Kroes, M. C., & Fernández, G. (2012). Dynamic neural systems enable adaptive, flexible memories. Neuroscience & Biobehavioral Reviews, 36(7), 1646-1666.
Ryan, T. J., & Frankland, P. W. (2022). Forgetting as a form of adaptive engram cell plasticity. Nature Reviews Neuroscience, 23(3), 173-186.
Smith, C. D., & Scarf, D. (2017). Spacing repetitions over long timescales: a review and a reconsolidation explanation. Frontiers in Psychology, 8, 962.
Sobel, H. S., Cepeda, N. J., & Kapler, I. V. (2011). Spacing effects in real‐world classroom vocabulary learning. Applied Cognitive Psychology, 25(5), 763-767.

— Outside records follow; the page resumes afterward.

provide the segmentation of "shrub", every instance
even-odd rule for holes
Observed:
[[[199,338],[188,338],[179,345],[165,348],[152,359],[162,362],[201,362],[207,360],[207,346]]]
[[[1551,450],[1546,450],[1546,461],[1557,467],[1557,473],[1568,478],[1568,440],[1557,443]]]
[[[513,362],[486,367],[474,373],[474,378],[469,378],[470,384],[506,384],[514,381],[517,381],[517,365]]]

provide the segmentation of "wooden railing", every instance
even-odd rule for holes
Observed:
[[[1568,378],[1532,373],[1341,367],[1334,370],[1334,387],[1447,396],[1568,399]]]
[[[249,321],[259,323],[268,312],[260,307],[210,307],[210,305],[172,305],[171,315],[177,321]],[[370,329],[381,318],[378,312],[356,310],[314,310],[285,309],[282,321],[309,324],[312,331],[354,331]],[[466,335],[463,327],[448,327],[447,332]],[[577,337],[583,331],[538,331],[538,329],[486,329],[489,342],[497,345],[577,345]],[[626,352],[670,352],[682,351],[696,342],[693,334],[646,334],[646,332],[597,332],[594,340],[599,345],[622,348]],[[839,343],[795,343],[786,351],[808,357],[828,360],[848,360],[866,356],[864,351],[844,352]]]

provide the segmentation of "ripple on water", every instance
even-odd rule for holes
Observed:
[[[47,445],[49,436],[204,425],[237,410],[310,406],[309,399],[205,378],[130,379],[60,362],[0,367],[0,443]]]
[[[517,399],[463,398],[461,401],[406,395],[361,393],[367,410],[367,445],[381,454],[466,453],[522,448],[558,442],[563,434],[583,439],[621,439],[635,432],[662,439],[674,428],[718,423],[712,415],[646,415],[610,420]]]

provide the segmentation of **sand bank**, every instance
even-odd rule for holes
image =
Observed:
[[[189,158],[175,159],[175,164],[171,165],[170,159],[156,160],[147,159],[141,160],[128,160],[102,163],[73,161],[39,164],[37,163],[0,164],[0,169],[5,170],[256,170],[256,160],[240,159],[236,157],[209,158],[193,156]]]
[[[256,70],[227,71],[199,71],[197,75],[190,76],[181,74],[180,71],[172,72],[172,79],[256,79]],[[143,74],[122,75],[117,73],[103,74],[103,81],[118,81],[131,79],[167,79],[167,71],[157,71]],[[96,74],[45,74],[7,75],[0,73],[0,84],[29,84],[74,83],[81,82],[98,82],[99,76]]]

Tse, D., Langston, R. F., Kakeyama, M., Bethus, I., Spooner, P. A., Wood, E. R., … & Morris, R. G. (2007). Schemas and memory consolidation. Science, 316(5821), 76-82.
van Kesteren, M. T. R., & Meeter, M. (2020). How to optimize knowledge construction in the brain. npj Science of Learning, 5(1), 1-7.
Van Kesteren, M. T., Ruiter, D. J., Fernández, G., & Henson, R. N. (2012). How schema and novelty augment memory formation. Trends in neurosciences, 35(4), 211-219.
Wixted, J. T. (2004). The psychology and neuroscience of forgetting. Annual review of psychology, 55(1), 235-269.